SAN DIEGO (FOX 5/KUSI) — With just days away from California beginning to implement its new $20 minimum wage requirement for fast food workers, some are celebrating the pay bump but others worry how it will impact businesses as whole.
As of now, the minimum wage for the City of San Diego is $16.85. For the County of San Diego, along with the rest of the state, the minimum wage stands at $16.00.
Come next Monday, local fast food employees in the city will get a $3.15 raise, while the rest of the county will see an additional $4.00 added on to their hourly pay.
Rolling into the drive-thru at the Kearny Mesa Jack in the Box along Clairemont Mesa Blvd., you’ll find Glaicie Vasquez. At the start of next month, she and other employees across San Diego will be cashing in quite the hike in pay.

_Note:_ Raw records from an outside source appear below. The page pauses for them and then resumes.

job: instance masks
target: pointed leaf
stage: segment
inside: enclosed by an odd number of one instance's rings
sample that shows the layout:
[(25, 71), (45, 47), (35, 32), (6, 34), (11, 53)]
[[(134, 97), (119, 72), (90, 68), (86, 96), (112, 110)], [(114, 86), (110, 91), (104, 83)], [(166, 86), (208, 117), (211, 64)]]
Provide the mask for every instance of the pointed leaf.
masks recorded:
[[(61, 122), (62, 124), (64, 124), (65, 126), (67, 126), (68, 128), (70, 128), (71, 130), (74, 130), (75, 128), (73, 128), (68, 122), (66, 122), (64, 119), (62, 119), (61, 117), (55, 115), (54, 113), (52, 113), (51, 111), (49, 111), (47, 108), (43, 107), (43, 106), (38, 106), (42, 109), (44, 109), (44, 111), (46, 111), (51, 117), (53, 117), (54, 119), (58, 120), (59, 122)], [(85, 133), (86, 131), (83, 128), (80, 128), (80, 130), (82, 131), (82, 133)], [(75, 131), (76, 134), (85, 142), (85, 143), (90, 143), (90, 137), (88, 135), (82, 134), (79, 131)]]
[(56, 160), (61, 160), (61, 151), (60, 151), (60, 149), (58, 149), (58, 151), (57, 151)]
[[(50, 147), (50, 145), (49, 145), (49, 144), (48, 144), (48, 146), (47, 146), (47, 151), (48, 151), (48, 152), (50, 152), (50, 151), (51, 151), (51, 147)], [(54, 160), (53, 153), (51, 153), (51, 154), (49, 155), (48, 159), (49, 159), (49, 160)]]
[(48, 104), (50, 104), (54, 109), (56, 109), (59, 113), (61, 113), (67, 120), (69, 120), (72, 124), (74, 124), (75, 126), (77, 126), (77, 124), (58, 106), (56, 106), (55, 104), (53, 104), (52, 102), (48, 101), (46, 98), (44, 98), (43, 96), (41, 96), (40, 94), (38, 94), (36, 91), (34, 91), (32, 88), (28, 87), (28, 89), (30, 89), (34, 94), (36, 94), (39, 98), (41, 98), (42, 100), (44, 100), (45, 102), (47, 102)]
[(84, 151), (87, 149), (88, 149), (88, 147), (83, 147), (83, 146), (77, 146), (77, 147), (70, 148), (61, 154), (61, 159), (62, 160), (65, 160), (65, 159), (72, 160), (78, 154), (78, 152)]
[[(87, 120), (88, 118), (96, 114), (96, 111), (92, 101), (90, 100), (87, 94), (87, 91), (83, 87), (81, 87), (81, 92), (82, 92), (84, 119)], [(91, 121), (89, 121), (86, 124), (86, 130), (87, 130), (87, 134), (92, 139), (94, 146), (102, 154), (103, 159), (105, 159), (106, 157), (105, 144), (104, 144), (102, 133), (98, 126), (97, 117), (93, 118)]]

The changes stem around AB 1228, a new law in the state of California serving up a minimum wage which puts fast food workers from Eureka to San Ysidro under the highest guaranteed base salary in the industry.
“I’m a little excited, I really don’t know what to expect but it is something good I’m sure,” Vasquez said.
The new wage hike is required for restaurants that fall under a certain list of criteria in which all must be met. According to the California Department of Industrial Relations, the restaurant must be a “limited-service restaurant.” That means customers order and pay for their food and beverage items upfront before they consume the product.
The restaurant must also be part of a chain of at least 60 establishments nationwide.
“An establishment is a single restaurant location offering food or beverages to customers. Business locations performing only administrative, warehouse, or food preparation work are not counted as ‘establishments’ toward the 60-establishment minimum,” said the state’s DIR website.
The establishment must also primarily focus on selling food and drinks for “immediate consumption.”
According to FOX 5’s and KUSI’s legal analyst Wendy Patrick, while what seems like good news for employees at the surface, the outcome could be more salty than sweet.
“Who will it really benefit? That’s the bottom line,” Patrick said. “For employers, layoffs loom large for those that have to cut costs…How much can they outsource whether it’s to another person or another machine?”
For Vasquez, she says with any give comes some take, and while a raise is on the horizon, she worries her full-time gig may take a part time cut.
How much can they outsource the slack, because they can’t just raise food prices for every customer. Nobody’s going to pay it.”
Wendy Patrick, FOX 5 and KUSI Legal Analyst
“We’re going to have to work more harder to keep our hours up if we’re going to get paid…like, oh you better keep up your work ethic or you’re not going to get enough hours,” Vasquez said.
Part of the law includes the implementation of a Fast-Food Council: an initiative designed to continue the trend of raising the industry minimum pay standard for the years to come.